Organisée conjointement par la Fondation Genshagen et la Plateforme internationale sur le racisme et l'antisémitisme (PIRA) de l'École pratique des hautes études (EPHE, Paris), avec la coopération du Centre Marc Bloch, la rencontre se déroulait à Berlin. Elle réunissait une trentaine d’experts, de chercheurs, de sociologues, de scientifiques, ainsi que des acteurs de la politique européenne, des syndicalistes et des responsables associatifs, représentant la France et l’Allemagne.
Des échanges plus que nécessaires au regard de la dégradation du climat social observée ces dernières années dans les deux pays et au-delà, et surtout de la démultiplication des agressions à caractère raciste et antisémite depuis les terribles massacres du 7 octobre 2023 et la guerre implacable menée en retour.

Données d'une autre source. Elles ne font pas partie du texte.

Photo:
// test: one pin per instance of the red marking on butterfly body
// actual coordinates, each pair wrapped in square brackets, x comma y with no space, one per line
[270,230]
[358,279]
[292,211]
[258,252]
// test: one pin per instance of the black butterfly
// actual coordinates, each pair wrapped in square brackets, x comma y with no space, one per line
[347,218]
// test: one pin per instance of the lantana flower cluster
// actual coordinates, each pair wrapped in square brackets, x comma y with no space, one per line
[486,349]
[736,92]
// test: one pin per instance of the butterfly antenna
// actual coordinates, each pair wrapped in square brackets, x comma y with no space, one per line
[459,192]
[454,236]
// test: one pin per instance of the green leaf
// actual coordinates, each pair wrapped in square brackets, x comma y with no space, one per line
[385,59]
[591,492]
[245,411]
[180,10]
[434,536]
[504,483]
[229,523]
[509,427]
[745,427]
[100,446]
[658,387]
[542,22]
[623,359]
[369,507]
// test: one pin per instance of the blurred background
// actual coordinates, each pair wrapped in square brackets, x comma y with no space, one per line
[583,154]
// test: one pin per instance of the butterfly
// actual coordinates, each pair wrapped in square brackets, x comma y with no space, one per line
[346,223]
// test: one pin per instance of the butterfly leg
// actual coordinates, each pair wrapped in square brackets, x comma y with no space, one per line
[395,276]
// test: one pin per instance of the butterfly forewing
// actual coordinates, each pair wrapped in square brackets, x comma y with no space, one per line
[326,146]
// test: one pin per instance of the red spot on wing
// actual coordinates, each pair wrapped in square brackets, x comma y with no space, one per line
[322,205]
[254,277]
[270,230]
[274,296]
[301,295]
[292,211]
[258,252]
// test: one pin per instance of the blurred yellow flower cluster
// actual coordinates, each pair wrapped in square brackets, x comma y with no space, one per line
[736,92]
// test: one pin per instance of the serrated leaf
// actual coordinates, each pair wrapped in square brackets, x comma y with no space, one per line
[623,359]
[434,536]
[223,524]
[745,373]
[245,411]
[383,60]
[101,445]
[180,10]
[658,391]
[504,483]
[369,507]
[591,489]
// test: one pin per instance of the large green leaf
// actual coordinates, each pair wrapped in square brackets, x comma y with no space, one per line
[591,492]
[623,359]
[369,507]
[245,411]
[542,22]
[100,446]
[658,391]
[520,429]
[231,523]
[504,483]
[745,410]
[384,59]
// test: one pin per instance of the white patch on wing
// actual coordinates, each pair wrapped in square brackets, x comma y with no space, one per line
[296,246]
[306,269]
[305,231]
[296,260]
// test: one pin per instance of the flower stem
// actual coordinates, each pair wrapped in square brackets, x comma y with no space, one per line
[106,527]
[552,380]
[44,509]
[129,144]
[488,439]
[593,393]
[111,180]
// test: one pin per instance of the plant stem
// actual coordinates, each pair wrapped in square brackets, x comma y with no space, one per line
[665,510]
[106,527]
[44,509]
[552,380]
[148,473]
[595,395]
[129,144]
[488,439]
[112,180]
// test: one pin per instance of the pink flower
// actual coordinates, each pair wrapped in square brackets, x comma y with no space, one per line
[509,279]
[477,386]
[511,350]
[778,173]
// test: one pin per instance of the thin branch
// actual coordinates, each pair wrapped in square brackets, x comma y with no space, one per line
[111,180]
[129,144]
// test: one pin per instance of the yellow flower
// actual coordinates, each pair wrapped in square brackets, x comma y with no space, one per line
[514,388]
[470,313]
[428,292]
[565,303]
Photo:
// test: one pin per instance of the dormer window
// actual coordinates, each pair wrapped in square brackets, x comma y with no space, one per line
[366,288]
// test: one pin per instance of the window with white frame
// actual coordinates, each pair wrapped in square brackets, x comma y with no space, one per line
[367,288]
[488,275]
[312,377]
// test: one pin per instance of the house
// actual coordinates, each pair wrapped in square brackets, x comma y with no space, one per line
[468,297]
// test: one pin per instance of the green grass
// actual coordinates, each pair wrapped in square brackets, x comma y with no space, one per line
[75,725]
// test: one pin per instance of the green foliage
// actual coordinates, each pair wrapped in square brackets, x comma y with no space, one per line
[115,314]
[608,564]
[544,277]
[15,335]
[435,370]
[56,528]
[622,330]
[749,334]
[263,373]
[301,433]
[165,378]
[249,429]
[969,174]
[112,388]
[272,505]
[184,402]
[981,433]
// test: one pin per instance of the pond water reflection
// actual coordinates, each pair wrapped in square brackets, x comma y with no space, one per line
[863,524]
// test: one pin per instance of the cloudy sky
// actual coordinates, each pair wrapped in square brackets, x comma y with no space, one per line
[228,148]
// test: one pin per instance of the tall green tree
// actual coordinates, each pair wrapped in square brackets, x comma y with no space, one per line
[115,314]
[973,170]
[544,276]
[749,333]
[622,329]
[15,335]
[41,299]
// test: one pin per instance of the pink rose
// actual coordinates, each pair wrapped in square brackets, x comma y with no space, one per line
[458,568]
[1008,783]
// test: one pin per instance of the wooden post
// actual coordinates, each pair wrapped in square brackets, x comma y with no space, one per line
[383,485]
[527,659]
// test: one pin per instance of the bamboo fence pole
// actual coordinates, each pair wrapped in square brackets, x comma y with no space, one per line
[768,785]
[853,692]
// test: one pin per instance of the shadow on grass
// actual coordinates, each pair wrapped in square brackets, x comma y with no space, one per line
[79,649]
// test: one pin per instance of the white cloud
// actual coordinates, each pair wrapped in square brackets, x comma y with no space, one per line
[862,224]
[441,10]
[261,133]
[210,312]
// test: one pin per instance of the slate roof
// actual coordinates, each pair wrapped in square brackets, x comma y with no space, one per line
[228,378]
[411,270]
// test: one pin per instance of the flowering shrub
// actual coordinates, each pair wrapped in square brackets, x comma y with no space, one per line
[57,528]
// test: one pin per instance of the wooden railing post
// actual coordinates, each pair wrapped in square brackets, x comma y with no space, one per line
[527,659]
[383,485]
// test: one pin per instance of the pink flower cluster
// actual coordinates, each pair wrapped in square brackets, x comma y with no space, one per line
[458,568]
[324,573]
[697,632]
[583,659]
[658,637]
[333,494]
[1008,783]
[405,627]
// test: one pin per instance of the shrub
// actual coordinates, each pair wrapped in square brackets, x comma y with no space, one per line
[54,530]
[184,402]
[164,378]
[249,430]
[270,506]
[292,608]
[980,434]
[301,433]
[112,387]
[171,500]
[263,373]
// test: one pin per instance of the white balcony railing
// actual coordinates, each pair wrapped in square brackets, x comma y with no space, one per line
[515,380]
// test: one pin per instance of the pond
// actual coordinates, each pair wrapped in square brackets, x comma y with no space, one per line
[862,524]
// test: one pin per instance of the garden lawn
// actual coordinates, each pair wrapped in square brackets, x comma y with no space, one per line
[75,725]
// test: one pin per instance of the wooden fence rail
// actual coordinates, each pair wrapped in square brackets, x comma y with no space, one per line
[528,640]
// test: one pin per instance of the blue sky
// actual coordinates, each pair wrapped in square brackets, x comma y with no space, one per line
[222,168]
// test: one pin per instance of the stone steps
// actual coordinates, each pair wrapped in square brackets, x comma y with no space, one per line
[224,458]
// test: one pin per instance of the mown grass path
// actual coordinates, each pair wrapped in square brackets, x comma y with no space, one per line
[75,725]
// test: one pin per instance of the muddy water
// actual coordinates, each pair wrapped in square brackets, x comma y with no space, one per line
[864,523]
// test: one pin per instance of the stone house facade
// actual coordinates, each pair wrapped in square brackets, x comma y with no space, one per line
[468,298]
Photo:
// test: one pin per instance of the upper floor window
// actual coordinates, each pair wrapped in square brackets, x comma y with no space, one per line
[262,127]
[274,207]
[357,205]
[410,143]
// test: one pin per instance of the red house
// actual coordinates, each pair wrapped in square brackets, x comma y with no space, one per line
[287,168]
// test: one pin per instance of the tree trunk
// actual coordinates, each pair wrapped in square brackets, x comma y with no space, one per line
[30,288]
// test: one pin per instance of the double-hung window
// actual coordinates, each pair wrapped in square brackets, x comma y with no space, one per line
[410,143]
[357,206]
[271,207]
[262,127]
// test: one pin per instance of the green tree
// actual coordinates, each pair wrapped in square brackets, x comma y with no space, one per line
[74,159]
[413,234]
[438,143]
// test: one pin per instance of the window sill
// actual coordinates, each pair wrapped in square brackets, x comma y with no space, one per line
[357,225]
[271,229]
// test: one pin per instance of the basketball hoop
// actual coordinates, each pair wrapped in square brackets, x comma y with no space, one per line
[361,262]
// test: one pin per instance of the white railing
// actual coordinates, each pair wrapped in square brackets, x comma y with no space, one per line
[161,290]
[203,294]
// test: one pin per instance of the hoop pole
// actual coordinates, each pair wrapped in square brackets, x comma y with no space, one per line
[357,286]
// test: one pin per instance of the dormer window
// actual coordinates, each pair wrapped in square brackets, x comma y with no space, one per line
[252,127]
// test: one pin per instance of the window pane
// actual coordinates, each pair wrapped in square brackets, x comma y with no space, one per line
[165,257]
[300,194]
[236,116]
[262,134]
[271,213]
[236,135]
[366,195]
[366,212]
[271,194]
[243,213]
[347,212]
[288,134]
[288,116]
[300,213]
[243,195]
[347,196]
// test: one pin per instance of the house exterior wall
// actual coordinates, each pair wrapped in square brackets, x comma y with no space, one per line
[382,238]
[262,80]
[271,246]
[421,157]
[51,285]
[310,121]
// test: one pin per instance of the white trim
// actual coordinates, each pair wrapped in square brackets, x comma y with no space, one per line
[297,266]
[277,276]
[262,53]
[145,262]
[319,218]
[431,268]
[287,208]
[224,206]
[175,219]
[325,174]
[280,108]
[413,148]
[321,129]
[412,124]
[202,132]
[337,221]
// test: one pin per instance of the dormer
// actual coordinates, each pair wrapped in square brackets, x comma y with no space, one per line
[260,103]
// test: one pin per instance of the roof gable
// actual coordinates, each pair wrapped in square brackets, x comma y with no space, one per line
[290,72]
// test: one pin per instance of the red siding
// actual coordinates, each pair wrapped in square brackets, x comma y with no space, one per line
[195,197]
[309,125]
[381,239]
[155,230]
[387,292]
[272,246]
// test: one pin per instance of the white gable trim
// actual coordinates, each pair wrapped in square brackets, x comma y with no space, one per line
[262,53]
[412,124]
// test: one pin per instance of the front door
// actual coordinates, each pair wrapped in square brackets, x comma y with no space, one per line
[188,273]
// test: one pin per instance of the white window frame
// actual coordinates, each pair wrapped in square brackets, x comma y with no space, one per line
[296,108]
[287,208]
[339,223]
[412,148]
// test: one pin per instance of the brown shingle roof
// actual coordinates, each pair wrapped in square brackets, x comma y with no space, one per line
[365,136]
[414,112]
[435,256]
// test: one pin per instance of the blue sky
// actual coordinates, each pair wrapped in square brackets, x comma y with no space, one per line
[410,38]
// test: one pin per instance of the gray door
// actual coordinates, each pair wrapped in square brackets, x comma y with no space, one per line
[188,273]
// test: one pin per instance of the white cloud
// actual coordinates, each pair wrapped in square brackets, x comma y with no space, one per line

Pour une culture vivante !
par Frédérique Bedos
« La normalisation rampante d’une vision racialisée de la société se confirme aussi dans les urnes. À peine trois générations après la fin de la seconde Guerre Mondiale et l’appel au « Plus jamais ça ! », en Allemagne, le parti nationaliste AFD fait son entrée au Bundestag, et en Autriche, c’est le Parti de la liberté (FPÖ) qui crée la surprise. Est-ce à dire que la sensibilisation à l’épaisseur historique de ces questions et les atouts de la culture mémorielle sont désormais dépassés, insuffisants ? Et dans ce cas, vers quelles nouvelles approches faut-il se tourner ? En France aussi, les digues semblent céder une à une. Ainsi les chiffres officiels du ministère de l’Intérieur, rendus public au premier trimestre de cette année, attestent une hausse de 300 % des actes antisémites par rapport à l’an dernier. Cette dynamique antisémite s’accompagne en miroir d’un racisme anti-arabes et anti-musulmans qui se libère… et parce que les logiques de la fragmentation identitaire sont complexes et contagieuses, le racisme anti-noirs et anti-asiatiques n’est pas en reste. Il est à noter que les femmes sont les cibles privilégiées de ces agressions : ce sont elles qui, par exemple, portent le voile et sont donc plus facilement repérées par les anti-musulmans ; par ailleurs, elles sont, aux yeux des agresseurs de tous bords, moins susceptibles de pouvoir se défendre ou riposter. Cette situation en France laisse d’autant plus perplexe que le poste de délégué interministériel à la lutte contre le racisme, l’antisémitisme et la haine anti-LGBT (Dilcrah) est, depuis la dissolution, toujours vacant.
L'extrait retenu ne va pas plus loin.